France Inter, mercredi 26 mai 2022, 7h44.
Sirotant mon café, j'écoute d'une oreille distraite. Un homme, dans le poste (en fait, bien sûr, c'est mon ordi qui cause, relayé par le petit Bose) déplore la situation politique de l'heure dans notre beau pays.
Depuis son studio, situé dans le XVIème arrondissement de notre capitale, je l'entend décrire une situation politique désolante puisque, à l'en croire, "toutes les forces de gouvernement" (c'est à dire, susceptibles, du fait du caractère raisonnable de leurs conceptions politiques, de gouverner) sont maintenant rassemblées autour d'un "centre solide" chevillé par Emmanuel Macron.

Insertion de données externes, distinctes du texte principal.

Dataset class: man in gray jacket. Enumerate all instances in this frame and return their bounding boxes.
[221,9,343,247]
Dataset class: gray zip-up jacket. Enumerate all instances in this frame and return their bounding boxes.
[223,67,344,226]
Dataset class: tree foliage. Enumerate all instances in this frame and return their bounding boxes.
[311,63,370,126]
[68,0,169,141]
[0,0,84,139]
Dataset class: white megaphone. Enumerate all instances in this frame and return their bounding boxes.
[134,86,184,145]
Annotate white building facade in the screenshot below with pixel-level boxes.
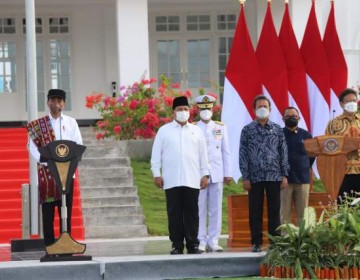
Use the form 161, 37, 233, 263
0, 0, 360, 123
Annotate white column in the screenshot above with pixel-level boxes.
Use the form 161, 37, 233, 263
116, 0, 150, 86
25, 0, 39, 234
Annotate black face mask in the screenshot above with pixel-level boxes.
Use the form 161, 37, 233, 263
285, 118, 299, 128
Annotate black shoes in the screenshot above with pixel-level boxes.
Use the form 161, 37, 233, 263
170, 247, 202, 255
251, 244, 262, 253
188, 247, 202, 255
170, 248, 183, 255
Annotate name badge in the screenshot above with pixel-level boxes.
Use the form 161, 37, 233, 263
212, 129, 222, 140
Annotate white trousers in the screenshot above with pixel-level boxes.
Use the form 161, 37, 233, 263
198, 183, 223, 246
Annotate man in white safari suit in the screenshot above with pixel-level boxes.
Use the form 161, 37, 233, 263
195, 95, 232, 252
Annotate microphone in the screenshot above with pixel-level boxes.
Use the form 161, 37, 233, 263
59, 108, 62, 140
329, 109, 336, 134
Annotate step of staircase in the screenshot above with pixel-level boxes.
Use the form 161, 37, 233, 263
79, 128, 147, 238
86, 225, 147, 239
82, 195, 139, 207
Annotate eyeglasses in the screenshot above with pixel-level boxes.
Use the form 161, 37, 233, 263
284, 115, 299, 119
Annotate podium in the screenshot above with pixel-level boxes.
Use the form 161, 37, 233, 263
39, 140, 92, 262
304, 135, 360, 200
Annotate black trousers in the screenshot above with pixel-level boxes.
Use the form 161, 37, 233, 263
249, 182, 281, 245
41, 181, 74, 246
165, 187, 199, 251
337, 174, 360, 205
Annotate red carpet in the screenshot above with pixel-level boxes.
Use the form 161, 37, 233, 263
0, 128, 85, 243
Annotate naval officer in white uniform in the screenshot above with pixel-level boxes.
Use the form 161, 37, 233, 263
195, 95, 232, 252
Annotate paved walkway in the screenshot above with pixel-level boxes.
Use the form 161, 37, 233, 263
0, 235, 250, 262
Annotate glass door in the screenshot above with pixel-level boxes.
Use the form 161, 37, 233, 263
153, 39, 212, 96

Quant aux "oppositions populistes extrémistes dont l'accès au pouvoir déchirerait l'Europe", elles sont naturellement condamnées à rester à l'écart, ce qui, regrette l'éditorialiste, empêche désormais toute alternance.
Et le voilà qui cite, en exemple d'une situation plus raisonnable, nos voisins allemands : une CDU, un SPD, "qui ont des orientations différentes, mais sans que cela signifie ... la fin du monde"...
Cet homme s'appelle Thomas Legrand.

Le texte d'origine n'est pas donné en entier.